ResolveAI
A cross-surface AI SRE workflow for production incidents.
- Year
- 2025
- Role
- Product Designer
- Tags
- AI SREAgenticDevToolsB2B
An AI SRE that works the incident alongside on-call engineers.
ResolveAI is an enterprise AI SRE agent. It reads across code, infrastructure, logs, metrics, and live systems to catch incidents, propose causes, and help engineers get from alert to fix.
An AI SRE that works the incident alongside on-call engineers.
ResolveAI is an enterprise AI SRE agent. It reads across code, infrastructure, logs, metrics, and live systems to catch incidents, propose causes, and help engineers get from alert to fix.

On-call starts in Slack, because that's where the page lands. The first decision was to keep the interruption small: the alert, the agent's first read, and one next action, not a full report dumped into the thread.

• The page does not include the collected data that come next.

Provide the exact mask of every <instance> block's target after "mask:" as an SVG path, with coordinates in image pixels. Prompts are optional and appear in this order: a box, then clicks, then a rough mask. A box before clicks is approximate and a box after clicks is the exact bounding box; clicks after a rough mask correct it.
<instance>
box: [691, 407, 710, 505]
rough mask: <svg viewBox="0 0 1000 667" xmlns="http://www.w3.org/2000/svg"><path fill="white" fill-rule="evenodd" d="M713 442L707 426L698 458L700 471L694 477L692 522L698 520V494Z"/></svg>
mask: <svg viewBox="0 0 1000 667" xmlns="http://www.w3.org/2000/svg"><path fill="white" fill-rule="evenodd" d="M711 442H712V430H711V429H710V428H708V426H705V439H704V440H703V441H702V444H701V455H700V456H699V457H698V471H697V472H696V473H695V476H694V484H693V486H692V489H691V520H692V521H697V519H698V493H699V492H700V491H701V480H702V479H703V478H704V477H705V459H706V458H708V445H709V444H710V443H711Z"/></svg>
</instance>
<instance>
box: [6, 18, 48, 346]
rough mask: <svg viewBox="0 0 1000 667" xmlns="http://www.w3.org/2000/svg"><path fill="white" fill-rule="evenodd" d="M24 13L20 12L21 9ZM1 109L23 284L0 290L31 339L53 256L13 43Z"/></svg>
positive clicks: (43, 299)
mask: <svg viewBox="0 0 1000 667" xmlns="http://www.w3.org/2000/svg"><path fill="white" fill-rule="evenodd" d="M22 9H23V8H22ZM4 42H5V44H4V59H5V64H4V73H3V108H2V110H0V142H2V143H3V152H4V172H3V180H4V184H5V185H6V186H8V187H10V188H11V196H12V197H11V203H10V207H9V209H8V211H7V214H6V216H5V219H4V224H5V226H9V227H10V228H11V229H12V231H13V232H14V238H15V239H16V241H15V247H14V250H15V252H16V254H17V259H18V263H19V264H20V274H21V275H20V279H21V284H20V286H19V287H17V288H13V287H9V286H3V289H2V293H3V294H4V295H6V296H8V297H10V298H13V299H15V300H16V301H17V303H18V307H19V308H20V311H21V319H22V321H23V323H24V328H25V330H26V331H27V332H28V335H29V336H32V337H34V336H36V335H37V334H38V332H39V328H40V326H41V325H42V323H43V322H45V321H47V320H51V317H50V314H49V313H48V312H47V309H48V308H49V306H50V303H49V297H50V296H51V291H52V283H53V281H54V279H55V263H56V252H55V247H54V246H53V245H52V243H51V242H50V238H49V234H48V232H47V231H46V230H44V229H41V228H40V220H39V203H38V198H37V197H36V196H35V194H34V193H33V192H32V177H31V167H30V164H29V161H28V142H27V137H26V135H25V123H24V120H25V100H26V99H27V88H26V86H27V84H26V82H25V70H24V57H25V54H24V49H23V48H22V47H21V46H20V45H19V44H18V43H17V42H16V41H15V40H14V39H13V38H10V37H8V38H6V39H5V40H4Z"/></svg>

When the work shifts from reacting to digging in, it moves to the web app. The report becomes a workspace: status, theories, evidence, root cause, and open questions each get their own place, so engineers can audit the reasoning instead of scrolling one long block of text.

The hard part is trust: out of several theories, which one should an engineer act on? I built the triage view around ranked hypotheses, each carrying its evidence count, impact, and confidence, with a direct path into the full investigation.

The work doesn't end when the fire's out. After a deploy, the agent keeps watching production, flags regressions, traces likely code paths, and drafts the remediation. The rule is firm: it can suggest and prepare, but anything that touches production waits for a human to approve it.

The last surface is shared. Engineers challenge the agent, ask follow-ups, compare evidence, and decide the next move together. I defined the Slack-to-web flow, designed the core UI states, prototyped the Slack blocks, and shipped the first version to enterprise customers.